Decision Trees — Day 10 #100DaysOfMLCode
Saving Data
You have a phone with a limited data plan that only sends messages in binary. Every night you want to tell your friend where to meet you, which could be your house, the park, the movies, or your favorite restaurant. You could send 00 for your house, 01 for the park, 10 for the restaurant, or 11 for the movies. This is a waste of your data plan.
You see movies only 10% of the times you go out. There is a 40% chance you will meet at your house, 20% chance you will go to the park, and a 30% chance of going out to eat. Since you are most likely to go to your house, this can be sent as a 0. If you aren’t staying in, the next decision to make is whether or not you will get food.
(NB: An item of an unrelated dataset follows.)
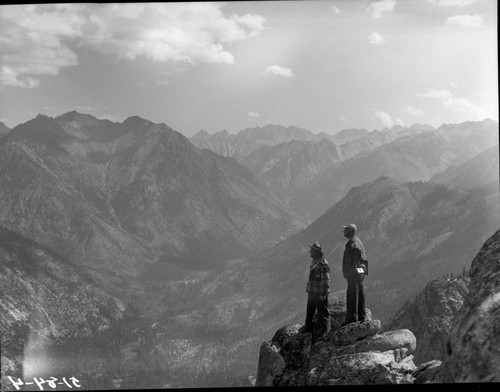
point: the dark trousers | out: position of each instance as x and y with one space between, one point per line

If yes, then you can send a 10. If not, you need to pick if you are going to the park. A yes is a 110 and a no is a 111 (to the movies!).
Most of the time, you will only be sending a 0, one bit instead of the original two for 00. Rarely will you send the three bit 111 for the movies. Over time this will day you data.
Making Choices
This graph is not linearly separable, but we can make some decisions lines that will isolate the green points from the red. The goal is to get the most information out of every decision.
We could place the first split at y=1. This will ensure that everything below 1 is green. We will have to make additional decisions about the points above that line. We could also use y =6. This split would tell us that everything about y = 6 is red. There are more data points above y=6, which means this is the better first split. Then we can split at x = 4. If a point is less than y=6 and less then x = 4, then it is green. If it is not, then we have another choice to make. Our last split can be at x=1. Now we have a decisions tree for splitting red and green data.

Udacity — Intro to Machine Learning, Sebatian and Katie
Coursera — Machine Learning, Andrew Ng
Machine Learning, Stephen Marsland (2015)
Claude Shannon — Father of the Information Age
[https://www.youtube.com/watch?v=z2Whj_nL-x8&t=203s]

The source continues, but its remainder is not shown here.